Pieter De Crem, ministre: Il faut tenir compte de divers éléments. Il y a le tassement de la terre, le poids des machines utilisées, les conditions climatiques  – je pense ici aux périodes de sécheresse ou de pluie. Tous ces éléments expliquent les différences de profondeur en cas d’installation de pipelines. Mais tout propriétaire ou locataire d’une parcelle sait qu’aucun travail n’est autorisé sur un périmètre bien déterminé situé au-dessus d’un pipeline.
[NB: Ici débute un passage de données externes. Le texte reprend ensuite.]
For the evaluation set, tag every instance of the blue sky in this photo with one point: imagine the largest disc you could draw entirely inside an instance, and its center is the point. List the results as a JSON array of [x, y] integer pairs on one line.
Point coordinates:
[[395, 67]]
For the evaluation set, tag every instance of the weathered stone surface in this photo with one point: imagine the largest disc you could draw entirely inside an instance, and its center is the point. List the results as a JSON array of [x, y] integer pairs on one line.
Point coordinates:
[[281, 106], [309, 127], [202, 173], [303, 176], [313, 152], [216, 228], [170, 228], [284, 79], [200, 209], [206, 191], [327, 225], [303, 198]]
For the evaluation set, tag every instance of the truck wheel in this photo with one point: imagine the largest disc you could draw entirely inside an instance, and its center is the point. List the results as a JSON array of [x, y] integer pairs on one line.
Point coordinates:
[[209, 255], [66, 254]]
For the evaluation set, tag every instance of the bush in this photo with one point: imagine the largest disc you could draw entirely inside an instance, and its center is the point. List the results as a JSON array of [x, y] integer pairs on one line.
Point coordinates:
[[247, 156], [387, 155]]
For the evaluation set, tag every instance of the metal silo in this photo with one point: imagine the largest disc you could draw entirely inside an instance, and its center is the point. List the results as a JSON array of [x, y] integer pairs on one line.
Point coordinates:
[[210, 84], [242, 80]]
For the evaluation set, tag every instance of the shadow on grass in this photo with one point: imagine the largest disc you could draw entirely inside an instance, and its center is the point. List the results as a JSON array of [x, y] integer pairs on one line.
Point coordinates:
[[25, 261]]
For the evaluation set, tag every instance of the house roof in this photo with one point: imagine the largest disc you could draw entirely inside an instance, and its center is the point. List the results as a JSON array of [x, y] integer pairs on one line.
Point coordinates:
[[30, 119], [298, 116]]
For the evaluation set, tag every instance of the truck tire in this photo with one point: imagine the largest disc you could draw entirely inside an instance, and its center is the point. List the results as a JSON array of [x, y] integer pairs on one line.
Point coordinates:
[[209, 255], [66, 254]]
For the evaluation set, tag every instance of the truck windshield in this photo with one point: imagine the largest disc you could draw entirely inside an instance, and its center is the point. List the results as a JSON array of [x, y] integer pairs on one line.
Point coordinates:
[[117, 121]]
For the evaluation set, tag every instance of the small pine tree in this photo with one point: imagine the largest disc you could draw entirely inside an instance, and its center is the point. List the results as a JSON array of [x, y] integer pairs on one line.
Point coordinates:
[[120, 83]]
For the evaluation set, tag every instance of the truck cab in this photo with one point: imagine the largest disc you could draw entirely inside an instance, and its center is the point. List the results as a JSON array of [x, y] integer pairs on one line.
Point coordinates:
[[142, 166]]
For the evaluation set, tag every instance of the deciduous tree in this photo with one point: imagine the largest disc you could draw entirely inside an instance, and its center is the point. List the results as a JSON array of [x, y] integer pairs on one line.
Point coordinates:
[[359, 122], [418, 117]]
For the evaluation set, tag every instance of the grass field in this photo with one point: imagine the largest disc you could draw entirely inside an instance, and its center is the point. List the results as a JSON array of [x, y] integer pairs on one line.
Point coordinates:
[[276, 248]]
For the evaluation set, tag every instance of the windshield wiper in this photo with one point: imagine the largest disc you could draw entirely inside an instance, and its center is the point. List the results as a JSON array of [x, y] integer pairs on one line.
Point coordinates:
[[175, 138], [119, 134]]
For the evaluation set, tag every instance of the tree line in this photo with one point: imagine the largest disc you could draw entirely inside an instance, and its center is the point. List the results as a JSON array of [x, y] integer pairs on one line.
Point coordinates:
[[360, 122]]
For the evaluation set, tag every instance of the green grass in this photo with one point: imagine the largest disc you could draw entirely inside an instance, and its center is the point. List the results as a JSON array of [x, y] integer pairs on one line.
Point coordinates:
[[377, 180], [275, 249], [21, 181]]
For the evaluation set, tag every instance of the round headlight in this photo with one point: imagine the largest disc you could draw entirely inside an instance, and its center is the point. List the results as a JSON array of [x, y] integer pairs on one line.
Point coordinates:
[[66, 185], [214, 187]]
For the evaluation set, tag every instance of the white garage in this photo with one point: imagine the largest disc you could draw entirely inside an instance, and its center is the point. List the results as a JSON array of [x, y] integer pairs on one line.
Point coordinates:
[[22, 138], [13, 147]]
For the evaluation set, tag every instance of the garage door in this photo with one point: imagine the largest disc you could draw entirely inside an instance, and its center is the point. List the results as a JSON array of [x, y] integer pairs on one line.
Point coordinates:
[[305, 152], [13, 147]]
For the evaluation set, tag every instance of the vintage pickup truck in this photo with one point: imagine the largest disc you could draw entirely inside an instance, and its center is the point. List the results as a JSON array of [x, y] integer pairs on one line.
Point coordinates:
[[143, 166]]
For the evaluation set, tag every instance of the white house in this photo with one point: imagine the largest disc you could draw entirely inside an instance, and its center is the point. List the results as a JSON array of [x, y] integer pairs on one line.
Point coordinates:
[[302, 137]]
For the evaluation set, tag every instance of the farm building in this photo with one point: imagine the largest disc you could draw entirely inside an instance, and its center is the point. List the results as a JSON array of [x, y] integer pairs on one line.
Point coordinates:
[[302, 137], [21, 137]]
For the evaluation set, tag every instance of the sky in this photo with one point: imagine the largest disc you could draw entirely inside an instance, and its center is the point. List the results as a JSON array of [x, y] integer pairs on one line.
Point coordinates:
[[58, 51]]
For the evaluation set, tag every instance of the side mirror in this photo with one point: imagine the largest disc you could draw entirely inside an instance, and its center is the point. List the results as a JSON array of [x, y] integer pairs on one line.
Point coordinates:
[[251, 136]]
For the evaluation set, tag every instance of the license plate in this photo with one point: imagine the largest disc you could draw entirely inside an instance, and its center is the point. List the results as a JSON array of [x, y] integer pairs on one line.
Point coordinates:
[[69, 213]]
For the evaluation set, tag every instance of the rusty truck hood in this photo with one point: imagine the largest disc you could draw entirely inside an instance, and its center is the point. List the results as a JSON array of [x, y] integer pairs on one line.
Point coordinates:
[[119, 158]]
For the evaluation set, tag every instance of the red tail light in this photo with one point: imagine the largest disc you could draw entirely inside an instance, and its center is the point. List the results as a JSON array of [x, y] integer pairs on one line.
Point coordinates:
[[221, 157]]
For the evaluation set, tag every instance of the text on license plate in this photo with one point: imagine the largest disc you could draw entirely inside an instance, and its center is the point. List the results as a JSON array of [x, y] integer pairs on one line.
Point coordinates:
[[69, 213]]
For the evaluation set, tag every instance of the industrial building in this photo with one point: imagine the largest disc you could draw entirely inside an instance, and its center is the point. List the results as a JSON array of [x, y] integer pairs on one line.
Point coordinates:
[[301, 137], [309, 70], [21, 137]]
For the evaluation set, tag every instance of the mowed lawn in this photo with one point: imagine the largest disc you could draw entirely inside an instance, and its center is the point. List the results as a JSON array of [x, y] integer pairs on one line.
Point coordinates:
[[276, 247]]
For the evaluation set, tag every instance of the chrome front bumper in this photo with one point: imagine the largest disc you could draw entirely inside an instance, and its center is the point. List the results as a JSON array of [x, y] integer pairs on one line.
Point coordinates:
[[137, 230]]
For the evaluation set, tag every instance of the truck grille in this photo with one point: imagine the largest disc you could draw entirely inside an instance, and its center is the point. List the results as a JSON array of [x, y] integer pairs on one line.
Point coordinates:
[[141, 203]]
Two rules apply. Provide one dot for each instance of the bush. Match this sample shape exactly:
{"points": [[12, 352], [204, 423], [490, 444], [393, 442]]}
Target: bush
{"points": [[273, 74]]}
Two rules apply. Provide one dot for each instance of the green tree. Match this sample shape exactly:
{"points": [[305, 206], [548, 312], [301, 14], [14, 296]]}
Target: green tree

Il n’est donc pas question de labourer ou de semer. 

Juliette Boulet (Ecolo-Groen!): Vous avez dit aussi que le tracé d’un pipeline est signifié par des marquages.

Pieter De Crem, ministre: Oui.

Juliette Boulet (Ecolo-Groen!): Il aurait donc aussi labouré les marquages au sol.

Pieter De Crem, ministre: L’enquête est en cours.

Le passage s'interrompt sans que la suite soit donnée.